OMS: Nuts And Bolts, The Algorithm!

I promised some details!

Here's what I like to do. I'll take client data, and create a set of attributes that are of interest to the management team. In the dataset I'm currently working on, here are the attributes:

  • Recency: Months Since Last Purchase.

  • Demand12: Demand Spent In Past 12 Months.

  • Demand99: Demand Spent 13+ Months Ago.

  • Price_Item: Average Price Per Item Purchased.

  • Items_Order: Average Number Of Items Per Order.

  • 24 Channel Attributes: This business has twelve purchase channels (i.e. paid search, affiliates, etc.). I create 1/0 (1=yes, 0=no) indicators that tell if the customer purchased from that channel in the past 12 months, and if the customer ever purchased from that channel 13+ months ago. Dollar values can also be used instead of 1/0 indicators.

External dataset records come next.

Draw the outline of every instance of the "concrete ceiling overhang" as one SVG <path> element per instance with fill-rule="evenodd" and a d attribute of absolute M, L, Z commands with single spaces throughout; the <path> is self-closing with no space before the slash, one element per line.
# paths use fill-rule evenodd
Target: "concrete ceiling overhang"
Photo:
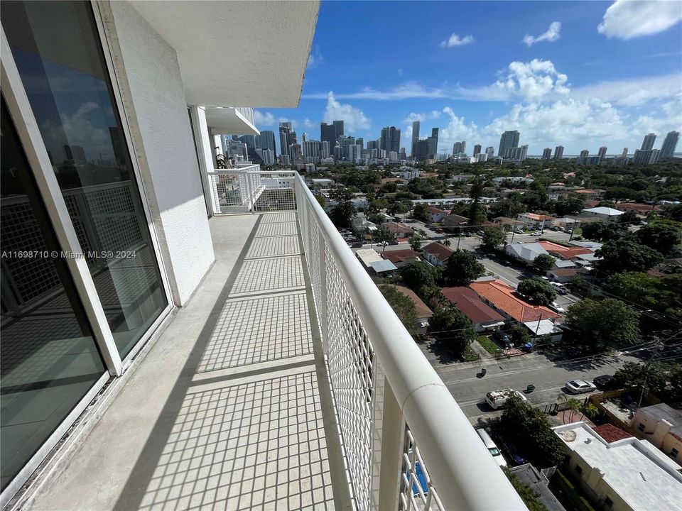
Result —
<path fill-rule="evenodd" d="M 234 108 L 205 109 L 206 124 L 214 135 L 238 133 L 239 135 L 260 135 L 258 128 Z"/>
<path fill-rule="evenodd" d="M 133 0 L 178 54 L 188 104 L 293 108 L 319 0 Z"/>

  • 16 Merchandise Attributes: This business has eight tabs, if you will, across the top of the homepage, representing eight merchandise divisions. I create 1/0 (1=yes, 0=no) indicators that tell if the customer purchased from that merchandise division in the past 12 months, and if the customer ever purchased from that channel 13+ months ago. Dollar values can alos be used instead of 1/0 indicators.

So, this dataset has 45 variables, one row per customer. The file contains data through today.

Next, I need to reduce the dimensionality of the database. There's literally an infinite number of ways to combine the 45 variables, right? Somebody could have last purchased 1 month ago, spending $64.95, whereas another customer could have last purchased 1 month ago, spending $61.95.

I do this via a combination of Logistic Regression (Response), Ordinary Least Squares Regression (Spend), and "Factor Analysis" (Merchandise and Channels). Yes, I realize this is geeky.

The combination of Logistic Regression, Ordinary Least Squares Regression, and Factor Analysis result in a series of "strategic segments". Each segment is a combination of customer quality, channel preference, and merchandise preference. Some of the segments are very responsive, some are not responsive. Some buy from all merchandise divisions, some only buy from one merchandise division, and have a specific channel preference.

For smaller companies, I limit the number of segments to 100 or less. For bigger companies, I'll use 1,000 or more segments ... it all depends upon how many customers end up in each segment.

Once I determine what segment a customer resides in, I create a brand new dataset, replicating every variable for every customer as the customer looked exactly one year earlier (in social media, you might use a week timeframe instead of the yearly timeframe we use in e-commerce). I create the same segmentation strategy, and assign a segment id to each customer based on the way the customer looked last year.

Now each customer is assigned to a segment from one year ago, and a segment today. I aggregate this dataset down to every last-year / this-year segment combination (100 x 100 = 10,000 segment combinations). When simulated over five years, there ends up being 100 x 100 x 100 x 100 x 100 = lots of combinations!

Once I have the 10,000 segment combinations, I can take a sample customer (i.e. first time buyer purchasing an iPod via paid search), and simulate how that customer will migrate and evolve over the next five years. I can see what merchandise that customer will buy in the future, I can see the channels the customer will purchase from in the future, and I can calculate the incremental demand and profit the customer will generate.

Best of all, I can compare this customer vs. any other customer, to see how customers will evolve. Will a paid search iPod buyer evolve differently from an e-mail inkjet printer buyer? Will either customer use a retail channel in the future? Am I unwittingly altering the future trajectory of my business by optimizing for inexpensive keywords?

These are the problems that CEOs are asking me to solve for them, problems not easily answered by a typical Web Analytics toolset.

At a 30,000 foot level, that's the nuts and bolts behind the Online Marketing Simulation (OMS) that I've developed.

As we work through future examples, consider the following questions:

  1. Can my Web Analytics software tool do this analysis?

  2. Can my Web Analytics analyst do this analysis for me?

  3. Can my Web Analytics software vendor do this analysis for me?

  4. Can the leading Web Analytics consultants / bloggers do this analysis for me?

If the answer to each question is "no", then the Online Marketing Simulation (OMS) is something you'll want to investigate.